Walnut-Derived Peptide Enhances Mitophagy via JNK-Mediated PINK1 Activation to Reduce Oxidative Stress in HT-22 Cells

Mitophagy has a neuroprotective effect on reactive oxygen species (ROS)-induced neurodegenerative diseases. The walnut-derived polypeptide (TW-7) has antioxidant activity and protects nerves by promoting autophagy. However, its action mechanism against oxidative stress through mitophagy remains obscure. Therefore, we aimed to assess the effects of TW-7 on HT-22 cells under oxidative stress. Mitochondrial ultrastructure and cristae number were observed by transmission electron microscopy. The results showed that TW-7 (100 μM) restored the fluorescence intensity of the mitochondrial membrane potential to 0.99 ± 0.04 (P < 0.05), decreased H₂O₂-induced opening of mitochondrial permeability transition pores, and inhibited mitochondrial bioenergetic deficits.
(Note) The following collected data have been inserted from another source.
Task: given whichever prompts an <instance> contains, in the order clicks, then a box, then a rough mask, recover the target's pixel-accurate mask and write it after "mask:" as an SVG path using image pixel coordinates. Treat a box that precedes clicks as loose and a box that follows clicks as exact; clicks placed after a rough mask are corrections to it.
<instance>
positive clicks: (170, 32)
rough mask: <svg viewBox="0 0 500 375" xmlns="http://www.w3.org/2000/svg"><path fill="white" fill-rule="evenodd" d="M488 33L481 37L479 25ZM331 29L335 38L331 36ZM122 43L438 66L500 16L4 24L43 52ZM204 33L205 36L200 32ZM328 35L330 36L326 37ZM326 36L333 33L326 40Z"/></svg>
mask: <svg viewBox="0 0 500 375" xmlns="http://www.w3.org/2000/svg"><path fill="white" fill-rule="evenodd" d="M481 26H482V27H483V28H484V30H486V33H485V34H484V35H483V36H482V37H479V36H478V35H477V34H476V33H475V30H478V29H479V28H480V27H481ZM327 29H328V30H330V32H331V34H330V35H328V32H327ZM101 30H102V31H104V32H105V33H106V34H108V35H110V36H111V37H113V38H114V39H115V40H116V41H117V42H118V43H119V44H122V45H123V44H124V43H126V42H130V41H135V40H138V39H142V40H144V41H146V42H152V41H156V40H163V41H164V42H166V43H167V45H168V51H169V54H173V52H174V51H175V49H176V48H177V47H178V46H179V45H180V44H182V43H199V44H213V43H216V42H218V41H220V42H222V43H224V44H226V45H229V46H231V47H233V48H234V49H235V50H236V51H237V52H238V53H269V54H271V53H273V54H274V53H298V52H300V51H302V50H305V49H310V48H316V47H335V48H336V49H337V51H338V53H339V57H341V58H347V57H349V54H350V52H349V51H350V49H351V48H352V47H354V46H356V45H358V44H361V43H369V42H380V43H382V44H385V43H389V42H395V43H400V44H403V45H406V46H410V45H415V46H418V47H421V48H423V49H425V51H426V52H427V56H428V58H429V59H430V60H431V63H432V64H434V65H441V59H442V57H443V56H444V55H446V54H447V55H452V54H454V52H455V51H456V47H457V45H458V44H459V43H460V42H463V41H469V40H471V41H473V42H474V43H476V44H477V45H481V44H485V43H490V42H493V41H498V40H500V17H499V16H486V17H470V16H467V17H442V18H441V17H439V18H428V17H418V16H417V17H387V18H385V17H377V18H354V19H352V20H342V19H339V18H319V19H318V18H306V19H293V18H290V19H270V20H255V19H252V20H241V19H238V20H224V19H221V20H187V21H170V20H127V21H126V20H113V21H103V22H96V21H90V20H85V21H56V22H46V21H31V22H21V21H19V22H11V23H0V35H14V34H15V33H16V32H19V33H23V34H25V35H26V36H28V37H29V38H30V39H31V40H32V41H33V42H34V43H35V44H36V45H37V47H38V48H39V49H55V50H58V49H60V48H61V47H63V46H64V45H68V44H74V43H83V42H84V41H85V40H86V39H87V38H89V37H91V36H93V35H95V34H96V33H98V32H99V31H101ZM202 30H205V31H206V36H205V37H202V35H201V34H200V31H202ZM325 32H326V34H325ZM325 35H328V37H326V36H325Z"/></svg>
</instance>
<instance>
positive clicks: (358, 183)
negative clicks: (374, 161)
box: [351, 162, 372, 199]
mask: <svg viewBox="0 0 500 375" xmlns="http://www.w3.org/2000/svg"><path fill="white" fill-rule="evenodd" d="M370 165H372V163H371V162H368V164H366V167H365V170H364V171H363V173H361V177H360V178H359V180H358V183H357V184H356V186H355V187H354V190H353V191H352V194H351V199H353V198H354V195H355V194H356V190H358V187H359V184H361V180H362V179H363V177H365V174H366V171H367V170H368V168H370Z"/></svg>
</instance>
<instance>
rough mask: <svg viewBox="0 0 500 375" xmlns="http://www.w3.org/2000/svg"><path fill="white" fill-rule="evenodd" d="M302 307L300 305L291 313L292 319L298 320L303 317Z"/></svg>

Moreover, it significantly increased activities of antioxidant enzymes to 186.88 ± 5.40 U/mgprot, 40.08 ± 0.87 mU/mgprot, and 23.57 ± 0.77 U/mgprot (P < 0.05), based on superoxide dismutase (SOD), glutathione peroxidase (GPx), and catalase (CAT) assay results, respectively. Consistently, it decreased cellular and mitochondrial ROS levels by 51.71 ± 0.81 and 49.75 ± 0.69% (P < 0.05). TW-7 also downregulated C-Jun N-terminal kinase (JNK) phosphorylation and activated PTEN-induced putative kinase 1 (PINK1)-mediated mitophagy in H₂O₂-induced HT-22 cells treated with JNK activator (anisomycin) and inhibitor (SP600125). Furthermore, TW-7 inhibited the mitochondrial apoptosis pathway by downregulation of the cytoplasmic cytochrome C, caspase-9, and cleaved-caspase-3 expression. Additionally, BDNF and SNAP-25 levels significantly increased to protect the synaptic function. Collectively, TW-7 improved oxidative stress-mediated nerve cell injury via JNK-regulated PINK1-mediated mitophagy.